Si ricordi che – come abbiamo già segnalato – giovedì 25 si è discusso, nel Cda Rai, del tema canone, ma da altra prospettiva, peraltro non meno delicata. Il Consigliere eletto dai dipendenti Riccardo Laganà ha portato in consiglio di amministrazione un parere legale, stilato dal professor Luigi Principato dello Studio di avvocati Principato & Porraro, del foro di Roma e Firenze, sull’incostituzionalità della “riforma Renzi” del 2015, che destina una parte delle risorse recuperate dall’evasione, grazie all’introduzione del canone in bolletta, ad altre finalità. Laganà ha chiesto ai colleghi di presentare ricorso contro quel provvedimento, per evitare di essere citati per danno erariale. Una linea che ha trovato perfettamente d’accordo l’Usigrai, ma non ha raccolto grande consenso in consiglio.

La “questione Rai” sembra comunque non appassionare granché nemmeno i giornalisti, e questo non è un buon segno, perché sintomatico di una sorta di assuefazione passiva alla deriva in atto.

Agcom frenetica a fine mandato, ma soltanto Fornaro (Leu) e Capitanio (Lega) sollecitano l’elezione del nuovo Consiglio

Altresì dicasi per Agcom, il cui mandato è scaduto venerdì 26. 

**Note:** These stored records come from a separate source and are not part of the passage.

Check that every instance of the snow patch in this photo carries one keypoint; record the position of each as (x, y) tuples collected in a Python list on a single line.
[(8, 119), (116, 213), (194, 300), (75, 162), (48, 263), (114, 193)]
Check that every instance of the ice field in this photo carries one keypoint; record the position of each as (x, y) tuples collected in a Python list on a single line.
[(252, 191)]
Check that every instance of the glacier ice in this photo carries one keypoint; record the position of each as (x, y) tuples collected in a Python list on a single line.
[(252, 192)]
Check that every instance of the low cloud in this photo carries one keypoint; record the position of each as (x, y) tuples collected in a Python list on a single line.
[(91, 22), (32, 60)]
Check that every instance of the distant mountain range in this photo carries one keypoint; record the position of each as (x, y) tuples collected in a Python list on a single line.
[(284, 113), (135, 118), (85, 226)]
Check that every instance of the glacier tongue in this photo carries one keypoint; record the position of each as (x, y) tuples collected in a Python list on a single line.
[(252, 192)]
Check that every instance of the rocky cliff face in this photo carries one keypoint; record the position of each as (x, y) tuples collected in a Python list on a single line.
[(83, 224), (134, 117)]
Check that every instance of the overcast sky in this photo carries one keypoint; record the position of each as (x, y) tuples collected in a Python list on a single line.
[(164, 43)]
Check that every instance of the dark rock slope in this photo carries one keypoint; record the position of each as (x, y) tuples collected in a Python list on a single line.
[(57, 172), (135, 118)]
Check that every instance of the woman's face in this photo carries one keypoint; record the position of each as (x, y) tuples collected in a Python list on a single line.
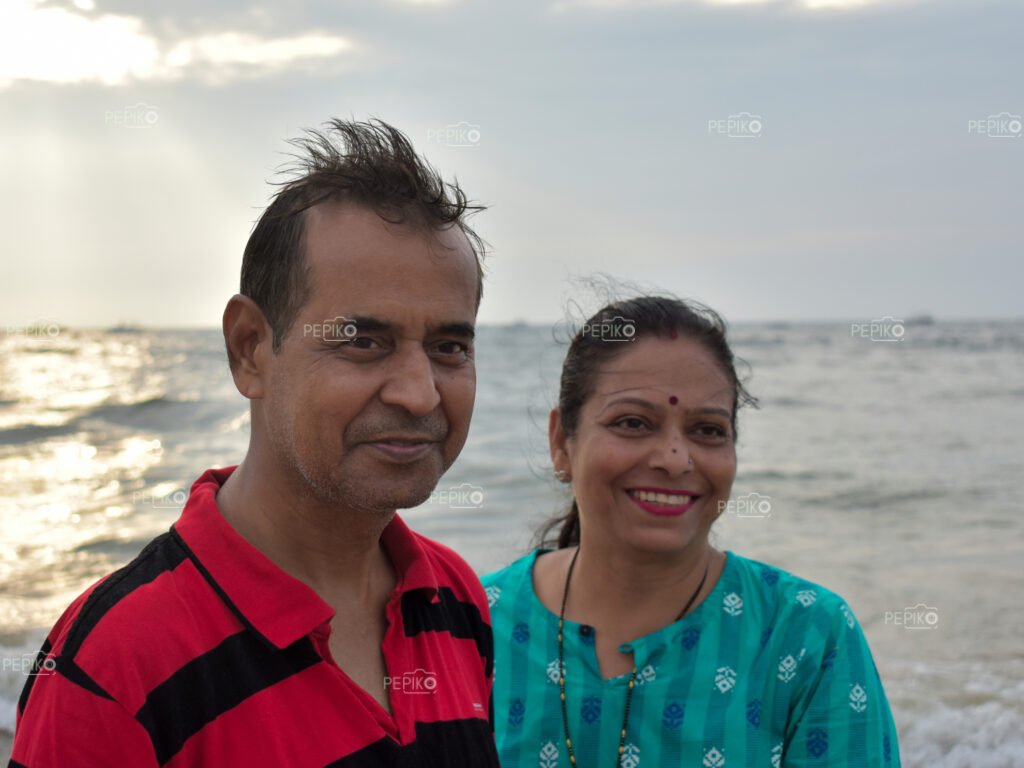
[(652, 459)]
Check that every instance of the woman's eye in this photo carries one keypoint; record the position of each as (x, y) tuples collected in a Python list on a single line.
[(712, 430), (631, 423)]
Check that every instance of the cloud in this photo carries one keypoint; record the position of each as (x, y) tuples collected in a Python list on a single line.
[(58, 45)]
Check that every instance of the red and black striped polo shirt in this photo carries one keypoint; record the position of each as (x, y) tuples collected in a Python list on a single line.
[(203, 652)]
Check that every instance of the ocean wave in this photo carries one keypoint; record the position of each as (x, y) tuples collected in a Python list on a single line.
[(34, 432), (984, 735)]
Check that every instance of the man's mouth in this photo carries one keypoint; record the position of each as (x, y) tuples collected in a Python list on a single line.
[(402, 448)]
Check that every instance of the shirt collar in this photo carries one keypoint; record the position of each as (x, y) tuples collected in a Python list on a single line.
[(273, 603)]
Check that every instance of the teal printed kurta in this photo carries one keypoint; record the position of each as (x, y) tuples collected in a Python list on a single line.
[(769, 670)]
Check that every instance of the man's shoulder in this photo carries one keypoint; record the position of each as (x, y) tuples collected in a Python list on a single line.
[(451, 568), (105, 600)]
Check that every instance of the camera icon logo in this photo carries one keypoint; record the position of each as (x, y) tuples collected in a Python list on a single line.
[(456, 134), (465, 497), (31, 664), (139, 115), (920, 616), (417, 682), (740, 125), (1003, 125), (886, 329), (749, 505), (336, 331)]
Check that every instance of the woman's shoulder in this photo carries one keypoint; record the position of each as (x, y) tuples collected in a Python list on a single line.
[(783, 594), (511, 578)]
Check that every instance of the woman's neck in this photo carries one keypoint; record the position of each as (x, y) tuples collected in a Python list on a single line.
[(637, 594)]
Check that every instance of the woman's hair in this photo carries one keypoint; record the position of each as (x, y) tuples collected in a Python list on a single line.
[(591, 349)]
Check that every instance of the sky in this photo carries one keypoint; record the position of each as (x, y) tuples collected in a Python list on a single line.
[(778, 160)]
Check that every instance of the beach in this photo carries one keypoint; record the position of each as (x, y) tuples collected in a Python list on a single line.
[(891, 473)]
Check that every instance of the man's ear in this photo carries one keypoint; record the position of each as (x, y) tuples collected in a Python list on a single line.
[(249, 340), (557, 443)]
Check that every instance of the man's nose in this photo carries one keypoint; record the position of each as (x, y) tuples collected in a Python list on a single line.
[(411, 383)]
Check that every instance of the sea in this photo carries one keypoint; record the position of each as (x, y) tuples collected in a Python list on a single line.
[(885, 466)]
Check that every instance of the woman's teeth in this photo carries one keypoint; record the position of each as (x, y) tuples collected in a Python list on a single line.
[(673, 500)]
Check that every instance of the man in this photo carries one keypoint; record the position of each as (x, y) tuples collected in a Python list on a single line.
[(290, 617)]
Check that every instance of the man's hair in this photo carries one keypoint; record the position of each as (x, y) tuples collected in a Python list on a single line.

Silenzio totale anche da parte dei partiti di opposizione, con la sola presa di posizione di Federico Fornaro, Capo Gruppo di Liberi e Uguali (Leu) a Montecitorio, che giovedì 25 dichiarava, inascoltato: “sulle nomine delle Autorità per la privacy e per le comunicazioni sembra tutto ancora avvolto da una fitta nebbia, nonostante i quasi 40 gradi all’ombra. Sono ancora da nominare, infatti, i 4 componenti dell’Agenzia per le Comunicazioni e il suo presidente indicato dal Presidente del Consiglio d’intesa con ministro e sentite le commissioni, insieme agli altri 4 dell’Autorità per la Privacy”. Quasi “vox clamans in deserto”: “siamo preoccupati per la vacatio dei vertici di due importanti Authority che hanno a che fare con temi sensibili come privacy dei cittadini e diritto ad un’informazione completa e plurale. Auspichiamo che si calendarizzi al più presto questo passaggio, chiarendo, però, sin da subito, i criteri di scelta per le suddette nomine. Non vorremmo, infatti, che Lega e M5S preferissero logiche meramente spartitorie, unicamente animate dal criterio della fedeltà rispetto a quello della capacità e autonomia. Sono enti troppo importanti per farli rientrare in un semplice schema di occupazione di caselle di potere”, concludeva Fornaro.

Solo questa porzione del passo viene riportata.